O professor Jake Epping viaja ao passado para impedir o assassinato do presidente John F. Kennedy, mas sua missão é ameaçada por vários fatores, incluindo Lee Harvey Oswald, um relacionamento amoroso e o próprio Passado, que não quer - e não deve - ser mudado.

Minisséries, no geral, carregam em si um potencial imenso. Pela duração maior que a de um filme, por exemplo, e a possibilidade de não precisar se preocupar tanto com os problemas das séries "comuns", como renovações e alongamento da trama, o formato permite a narração de histórias mais complexas (não significando que sejam completas) ao mesmo tempo em que mantém a promessa ao espectador de uma linha narrativa concisa, com início, meio e fim. 11.22.63, projeto do serviço de streaming Hulu, parece deixar passar algumas dessas oportunidades.
Com base no livro escrito por Stephen King, a minissérie foi desenvolvida por Bridget Carpenter. Entre os principais nomes do elenco, estão James Franco, Sarah Gadon, Daniel Webber e Chris Cooper. Os créditos de música vão para Alex Heffes, enquanto a fotografia é dirigida por Adam Suschitzky durante sete episódios e David Katznelson em um.
A proposta de 11.22.63 envolve temas muito sérios e interessantes, como a viagem no tempo e a responsabilidade dos nossos atos (em um contexto mais geral do que se imagina), principalmente considerando a missão de Jake de mudar um fato extremamente relevante para a história dos EUA e para a construção da identidade nacional dos americanos. Não é difícil imaginar, a cada nova personagem ou subtrama apresentada, qual será a contribuição da pessoa para o desfecho da minissérie.

Infelizmente, vamos percebendo que também que a forma como a proposta da minissérie vai se desenvolvendo ao longo do tempo é muito diferente da que esperamos, ao assistir ao primeiro episódio. Ao fim da temporada, principalmente, fica muito mais claro que a série está muito mais preocupada com suas personagens do que com a trama maior. Esta vira apenas um ponto que o protagonista precisa resolver antes da cortina fechar.
Essa decisão até poderia ser convertida em valor adicional para a produção, se não fosse pela limitação óbvia de alcance dramático da maior parte do elenco. James Franco é um ator extremamente limitado, que não parece ter metade do nível de atuação que sua personagem demonstra precisar. A mesma coisa acontece, principalmente, com Kevin J. O'Connor, que precisa se estabelecer como uma figura que funciona tanto como enigma quanto como uma espécie de mentor para o protagonista durante as viagens no tempo. Talvez o problema seja de direção, talvez seja realmente nas atuações. A questão é que esse ponto falha muito. Uma das poucas exceções aqui é Daniel Webber, que entrega um Lee Harvey Oswald interessantíssimo.

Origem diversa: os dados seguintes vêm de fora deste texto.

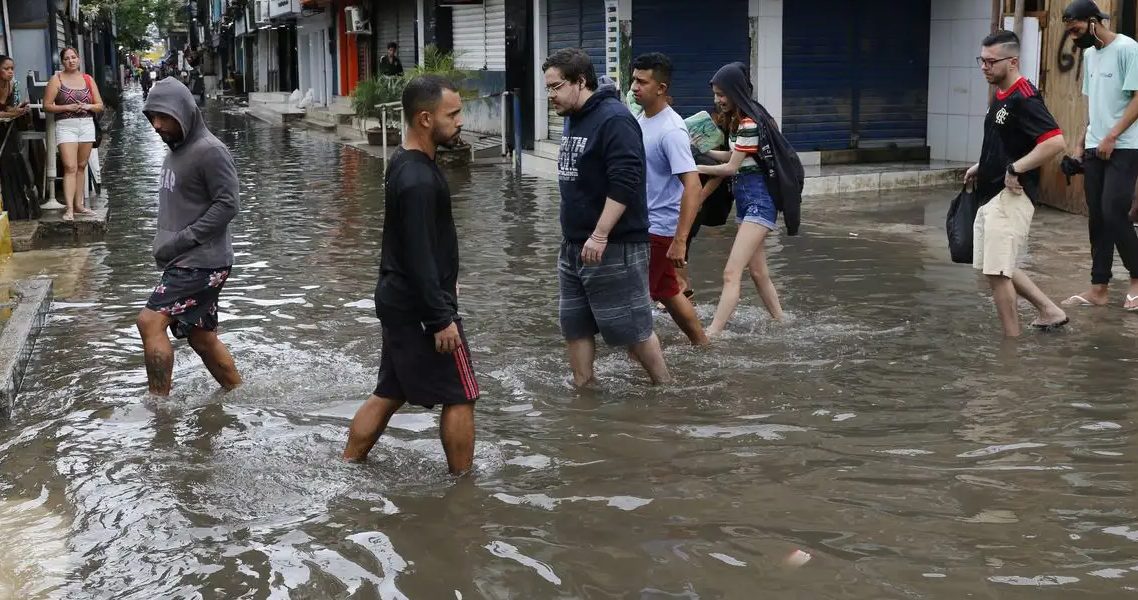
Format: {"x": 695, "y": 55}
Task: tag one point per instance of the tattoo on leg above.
{"x": 159, "y": 367}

Outro problema é com a estrutura. Tendo um formato de minissérie de oito episódios de aproximadamente uma hora, as possibilidades de entregar algo conciso são enormes. Mas essa despreocupação generalizada com a trama acaba atrapalhando um pouco. E, por mais que os últimos episódios preparem o terreno para o desfecho (o último episódio serve, basicamente, para a execução do plano final de Jake e a repercussão de suas consequências), a forma corrida como se dá a resolução da questão final mal serve para fomentar uma discussão, tamanha superficialidade.
É provável que o maior problema de 11.22.63 seja a expectativa que seu primeiro episódio gera. Ao seguir por um rumo diferente do que é apresentado a princípio, a minissérie parece não conseguir manter a unidade narrativa bem elaborada, mesmo que só precise fazer isso por oito episódios. Por seu otimismo, passa uma mensagem consideravelmente positiva e, tirando alguns momentos muito lentos no meio da temporada, consegue entreter bem. Pena que não passe muito disso.